A Northern Light Literature and Writing Quotes

How we cite our quotes: (Chapter.Title.Paragraph)

Quote #4

"You could loan it to me. I'd pay it all back… every penny of it. Please, Aunt Josie?" I spoke those last words in a whisper.

My aunt didn't reply right away; she just looked at me in such a way that I suddenly knew just how Hester Prynne felt when she had to stand on that scaffold. (12.UriahtheHittite,stinkpot,warthog.59-60)

Even though Mattie thinks that the literature she reads doesn't necessarily relate to her, there are moments when it clearly does. And when Aunt Josie refuses to give Mattie money to go to Barnard, Mattie connects how she feels to how a character in a book feels. Notably, when Mattie compares her life to literary characters in A Northern Light, it's usually to characters who are undergoing stress or conflict.

Quote #5

"She don't need to make something more. She's fine as she is. There ain't a thing wrong with her."
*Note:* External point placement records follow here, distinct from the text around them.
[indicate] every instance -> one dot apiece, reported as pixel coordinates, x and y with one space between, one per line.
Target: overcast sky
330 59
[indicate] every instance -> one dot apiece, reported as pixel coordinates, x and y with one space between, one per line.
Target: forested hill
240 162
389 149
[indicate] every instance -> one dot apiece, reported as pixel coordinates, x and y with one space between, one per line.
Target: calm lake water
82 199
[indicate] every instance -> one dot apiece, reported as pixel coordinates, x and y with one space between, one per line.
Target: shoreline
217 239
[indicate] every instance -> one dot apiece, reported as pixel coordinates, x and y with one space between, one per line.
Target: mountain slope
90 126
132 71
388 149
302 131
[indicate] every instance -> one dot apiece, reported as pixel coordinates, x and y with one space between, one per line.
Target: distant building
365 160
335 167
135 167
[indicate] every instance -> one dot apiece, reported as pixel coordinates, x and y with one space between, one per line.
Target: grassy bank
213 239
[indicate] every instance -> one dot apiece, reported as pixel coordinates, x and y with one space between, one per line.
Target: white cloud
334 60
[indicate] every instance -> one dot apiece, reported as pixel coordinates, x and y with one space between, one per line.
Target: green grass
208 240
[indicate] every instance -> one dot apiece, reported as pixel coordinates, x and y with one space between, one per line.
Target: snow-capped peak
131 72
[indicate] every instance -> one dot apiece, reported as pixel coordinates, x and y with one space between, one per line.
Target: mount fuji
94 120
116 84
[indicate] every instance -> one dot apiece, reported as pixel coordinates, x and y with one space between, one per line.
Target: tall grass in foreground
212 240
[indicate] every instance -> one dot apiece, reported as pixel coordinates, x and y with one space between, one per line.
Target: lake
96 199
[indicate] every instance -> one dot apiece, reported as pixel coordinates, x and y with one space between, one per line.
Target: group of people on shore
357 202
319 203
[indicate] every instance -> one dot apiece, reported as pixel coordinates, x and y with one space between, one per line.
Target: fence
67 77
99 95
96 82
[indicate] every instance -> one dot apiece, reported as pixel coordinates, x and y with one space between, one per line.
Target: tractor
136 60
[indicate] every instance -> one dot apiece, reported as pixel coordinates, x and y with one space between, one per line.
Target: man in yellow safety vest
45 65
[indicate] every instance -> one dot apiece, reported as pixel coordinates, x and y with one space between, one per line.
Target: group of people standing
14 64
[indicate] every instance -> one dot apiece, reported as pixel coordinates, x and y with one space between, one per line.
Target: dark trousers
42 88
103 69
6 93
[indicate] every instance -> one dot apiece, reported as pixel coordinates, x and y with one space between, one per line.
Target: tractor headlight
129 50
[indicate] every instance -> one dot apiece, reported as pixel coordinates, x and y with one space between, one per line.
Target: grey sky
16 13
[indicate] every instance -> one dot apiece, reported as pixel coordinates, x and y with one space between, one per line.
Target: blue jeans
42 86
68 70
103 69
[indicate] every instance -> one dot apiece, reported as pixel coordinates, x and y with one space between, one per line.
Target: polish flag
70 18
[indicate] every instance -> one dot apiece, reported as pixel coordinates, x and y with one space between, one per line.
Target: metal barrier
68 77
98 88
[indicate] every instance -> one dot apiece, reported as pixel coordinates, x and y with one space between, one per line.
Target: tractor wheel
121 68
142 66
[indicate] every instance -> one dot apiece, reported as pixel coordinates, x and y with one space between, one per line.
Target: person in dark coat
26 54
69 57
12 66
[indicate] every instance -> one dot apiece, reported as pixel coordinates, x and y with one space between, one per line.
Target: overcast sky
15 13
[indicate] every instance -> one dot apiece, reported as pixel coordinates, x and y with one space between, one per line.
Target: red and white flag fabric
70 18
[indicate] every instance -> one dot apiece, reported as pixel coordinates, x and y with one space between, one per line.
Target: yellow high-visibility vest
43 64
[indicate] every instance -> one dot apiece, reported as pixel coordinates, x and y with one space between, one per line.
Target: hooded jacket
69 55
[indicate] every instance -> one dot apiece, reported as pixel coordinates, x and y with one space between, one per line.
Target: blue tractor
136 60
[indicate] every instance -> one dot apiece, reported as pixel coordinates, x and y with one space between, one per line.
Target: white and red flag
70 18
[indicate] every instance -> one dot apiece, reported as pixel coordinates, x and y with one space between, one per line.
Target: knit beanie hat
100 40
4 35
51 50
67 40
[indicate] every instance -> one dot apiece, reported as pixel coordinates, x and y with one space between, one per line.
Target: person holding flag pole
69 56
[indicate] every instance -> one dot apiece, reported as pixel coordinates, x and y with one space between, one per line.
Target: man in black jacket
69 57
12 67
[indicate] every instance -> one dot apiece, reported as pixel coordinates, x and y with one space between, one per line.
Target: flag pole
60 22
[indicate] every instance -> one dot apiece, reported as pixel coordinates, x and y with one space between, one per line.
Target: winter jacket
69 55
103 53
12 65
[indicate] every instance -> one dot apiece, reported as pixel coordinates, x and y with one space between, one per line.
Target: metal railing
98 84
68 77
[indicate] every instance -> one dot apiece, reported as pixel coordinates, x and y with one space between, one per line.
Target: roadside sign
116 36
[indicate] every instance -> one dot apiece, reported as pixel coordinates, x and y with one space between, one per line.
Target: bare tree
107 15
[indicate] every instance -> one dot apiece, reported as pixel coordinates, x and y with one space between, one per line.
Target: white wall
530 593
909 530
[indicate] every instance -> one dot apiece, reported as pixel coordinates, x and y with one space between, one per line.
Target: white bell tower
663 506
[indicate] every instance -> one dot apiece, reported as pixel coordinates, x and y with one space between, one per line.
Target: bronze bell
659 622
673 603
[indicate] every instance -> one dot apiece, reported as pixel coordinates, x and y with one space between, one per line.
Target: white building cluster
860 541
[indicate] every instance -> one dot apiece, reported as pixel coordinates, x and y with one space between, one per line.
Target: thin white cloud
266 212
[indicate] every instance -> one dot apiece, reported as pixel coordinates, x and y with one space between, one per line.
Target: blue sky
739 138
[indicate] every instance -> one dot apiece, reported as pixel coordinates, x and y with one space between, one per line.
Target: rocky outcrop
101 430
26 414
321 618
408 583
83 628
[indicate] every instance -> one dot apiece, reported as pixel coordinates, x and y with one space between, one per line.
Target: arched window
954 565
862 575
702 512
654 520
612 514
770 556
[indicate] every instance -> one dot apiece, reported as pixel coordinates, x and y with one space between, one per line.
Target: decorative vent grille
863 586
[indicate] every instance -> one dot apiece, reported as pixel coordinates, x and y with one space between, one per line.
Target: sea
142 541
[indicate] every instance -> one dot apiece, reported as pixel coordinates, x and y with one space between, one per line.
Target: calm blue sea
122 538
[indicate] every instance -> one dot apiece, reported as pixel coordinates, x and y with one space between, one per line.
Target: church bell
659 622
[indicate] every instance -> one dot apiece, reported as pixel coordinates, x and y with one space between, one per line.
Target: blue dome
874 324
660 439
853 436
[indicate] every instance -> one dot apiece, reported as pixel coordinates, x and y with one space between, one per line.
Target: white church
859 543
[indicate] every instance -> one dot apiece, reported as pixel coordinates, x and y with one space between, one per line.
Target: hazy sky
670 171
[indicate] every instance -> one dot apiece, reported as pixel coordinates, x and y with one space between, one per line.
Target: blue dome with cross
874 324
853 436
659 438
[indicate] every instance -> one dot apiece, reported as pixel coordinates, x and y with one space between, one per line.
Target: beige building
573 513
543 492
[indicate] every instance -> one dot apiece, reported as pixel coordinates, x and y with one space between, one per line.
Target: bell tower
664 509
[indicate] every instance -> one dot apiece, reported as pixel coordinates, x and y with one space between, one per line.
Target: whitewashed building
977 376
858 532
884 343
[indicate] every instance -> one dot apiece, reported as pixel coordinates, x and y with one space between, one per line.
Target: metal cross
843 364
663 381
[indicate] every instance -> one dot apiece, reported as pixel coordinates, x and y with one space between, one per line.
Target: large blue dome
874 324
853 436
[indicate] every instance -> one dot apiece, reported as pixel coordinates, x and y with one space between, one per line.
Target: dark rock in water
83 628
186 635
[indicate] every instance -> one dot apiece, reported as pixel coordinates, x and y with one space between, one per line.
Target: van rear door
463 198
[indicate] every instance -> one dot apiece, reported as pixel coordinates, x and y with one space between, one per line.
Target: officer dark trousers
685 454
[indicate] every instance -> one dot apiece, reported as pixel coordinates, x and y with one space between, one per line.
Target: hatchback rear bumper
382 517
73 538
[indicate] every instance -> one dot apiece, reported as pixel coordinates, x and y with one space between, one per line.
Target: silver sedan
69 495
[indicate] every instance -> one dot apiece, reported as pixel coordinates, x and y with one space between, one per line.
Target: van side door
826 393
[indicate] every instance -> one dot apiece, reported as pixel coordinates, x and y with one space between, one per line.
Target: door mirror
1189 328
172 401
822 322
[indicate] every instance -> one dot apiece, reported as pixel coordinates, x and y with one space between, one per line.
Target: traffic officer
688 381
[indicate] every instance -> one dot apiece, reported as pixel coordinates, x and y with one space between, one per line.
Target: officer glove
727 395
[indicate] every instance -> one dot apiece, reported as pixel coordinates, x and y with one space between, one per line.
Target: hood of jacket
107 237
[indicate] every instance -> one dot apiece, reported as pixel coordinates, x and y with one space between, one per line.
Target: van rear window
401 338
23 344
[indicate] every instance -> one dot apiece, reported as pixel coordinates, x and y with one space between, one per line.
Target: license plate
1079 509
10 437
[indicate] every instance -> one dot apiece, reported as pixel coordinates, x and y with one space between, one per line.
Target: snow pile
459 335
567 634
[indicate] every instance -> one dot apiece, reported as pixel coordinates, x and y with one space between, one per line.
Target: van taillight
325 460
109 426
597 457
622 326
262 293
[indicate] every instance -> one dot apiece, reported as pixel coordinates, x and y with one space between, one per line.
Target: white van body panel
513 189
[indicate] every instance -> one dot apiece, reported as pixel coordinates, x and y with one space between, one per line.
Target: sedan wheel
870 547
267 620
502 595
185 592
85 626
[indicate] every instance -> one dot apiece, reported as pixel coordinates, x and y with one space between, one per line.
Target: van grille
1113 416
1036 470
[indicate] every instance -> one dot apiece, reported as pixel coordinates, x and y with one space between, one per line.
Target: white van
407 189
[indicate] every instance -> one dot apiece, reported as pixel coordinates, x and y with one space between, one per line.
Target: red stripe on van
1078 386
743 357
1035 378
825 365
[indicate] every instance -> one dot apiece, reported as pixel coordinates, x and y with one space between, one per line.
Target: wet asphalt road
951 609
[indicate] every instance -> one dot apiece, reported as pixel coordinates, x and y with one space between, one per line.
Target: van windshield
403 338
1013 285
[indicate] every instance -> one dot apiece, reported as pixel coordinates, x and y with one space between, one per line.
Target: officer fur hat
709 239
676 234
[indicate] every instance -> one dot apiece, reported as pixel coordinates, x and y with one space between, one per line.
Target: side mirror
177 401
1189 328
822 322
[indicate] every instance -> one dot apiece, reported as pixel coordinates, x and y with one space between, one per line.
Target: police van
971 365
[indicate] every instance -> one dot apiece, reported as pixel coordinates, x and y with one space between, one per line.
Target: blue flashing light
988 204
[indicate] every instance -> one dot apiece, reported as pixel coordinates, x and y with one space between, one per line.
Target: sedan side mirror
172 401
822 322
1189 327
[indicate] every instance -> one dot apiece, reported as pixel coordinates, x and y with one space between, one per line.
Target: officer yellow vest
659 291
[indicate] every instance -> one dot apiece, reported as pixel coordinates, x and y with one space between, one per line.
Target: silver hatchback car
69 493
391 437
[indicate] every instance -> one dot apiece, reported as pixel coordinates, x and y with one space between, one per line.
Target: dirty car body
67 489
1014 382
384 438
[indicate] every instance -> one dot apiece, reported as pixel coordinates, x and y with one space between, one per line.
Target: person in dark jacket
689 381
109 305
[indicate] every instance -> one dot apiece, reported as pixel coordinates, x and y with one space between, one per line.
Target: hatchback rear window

"She could be a writer, sir. A real one. A good one."

"She's already a writer. She writes stories and poems in them notebooks of hers all the time."

"But she needs the challenge of a real college curriculum, and the guidance of talented teachers, to improve. She needs exposure to emerging voices, to criticism and theory. She needs to be around people who can nurture her talent and develop it." (17.furtive.29-32)

When Mattie and her sisters overhear the conversation between Miss Wilcox and Pa, Mattie hears what she already knows about being a writer: it's hard work, and Pa has some serious reservations about her going down this path. Fingers crossed he comes around… spoiler alert: he does.

Quote #6

"I heard what you said, it just don't make sense. Why do you always want to read about other people's lives, Matt? Ain't your own good enough for you?"

I didn't reply to that because I knew my voice would quaver if I did. (21.auger.51-52)

Unfortunately, Royal hits Mattie's conundrum right on the head. She's not sure if her life is good enough for her. She's got these ambitions to study and write for a living, but she's not sure what she's willing to sacrifice to achieve these ambitions. It doesn't help that Royal scorns Mattie's love of books and literature as worthless. (Seriously, girl, what do you see in him?)